La
muerte de Jesús en la cruz no es un fracaso. Su muerte trae vida. Más aún, vida
sin fin, vida eterna. La vida, la predicación, pero, sobre todo, la muerte de
Jesucristo es el acto supremo de amor de Dios. Dios-Padre no quiere que se
pierda ni uno solo de nosotros. Nos ama de forma individual, personalizada, no de
manera colectiva. Cada ser humano es objeto personal del amor de Dios. El
periodo de la Cuaresma nos prepara para apreciar en toda su intensidad el acto
sublime del amor de donación de Jesús.
La
oscuridad de la muerte, en Jesús se convierte en luz. Él es «la luz que vino al
mundo» Pero hay el peligro de que prefiramos «la tiniebla a la luz» La causa de
Jesús vale la pena: es luz. El mundo está lleno de oscuridad, de injusticias,
de atentados a la dignidad de la persona, de mal. Pero otro mundo es posible.
La cruz, la muerte y la resurrección de Jesús nos lo anuncian, lo inauguran.
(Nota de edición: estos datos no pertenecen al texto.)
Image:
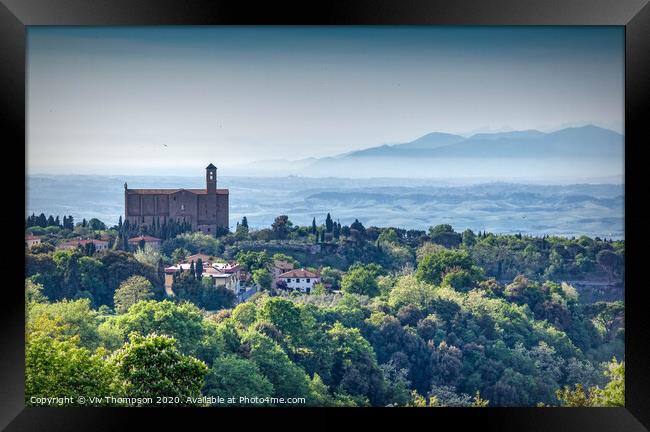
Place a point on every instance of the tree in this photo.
(329, 224)
(469, 238)
(433, 266)
(360, 280)
(283, 314)
(610, 261)
(608, 315)
(148, 255)
(74, 318)
(131, 291)
(55, 366)
(183, 322)
(281, 226)
(288, 379)
(613, 395)
(263, 278)
(231, 376)
(95, 224)
(440, 229)
(251, 261)
(152, 366)
(179, 255)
El
amor inmenso de Dios, hecho carne en Jesús, nos muestra el único camino
posible, el del amor. Un amor que nos empuja a luchar para que sea respetada la
dignidad de cada persona, a reconocer en el otro a un hermano o una hermana, a
hacer propios los sufrimientos y las necesidades de cada persona. Es más fácil,
es verdad, una vida soporífera, en el que sólo cuenta mi ego, yo y mi entorno
más próximo, el pasármelo bien, el no complicarme la vida. Pero esa no fue la
opción de Jesús; no es luz; no es vida inagotable.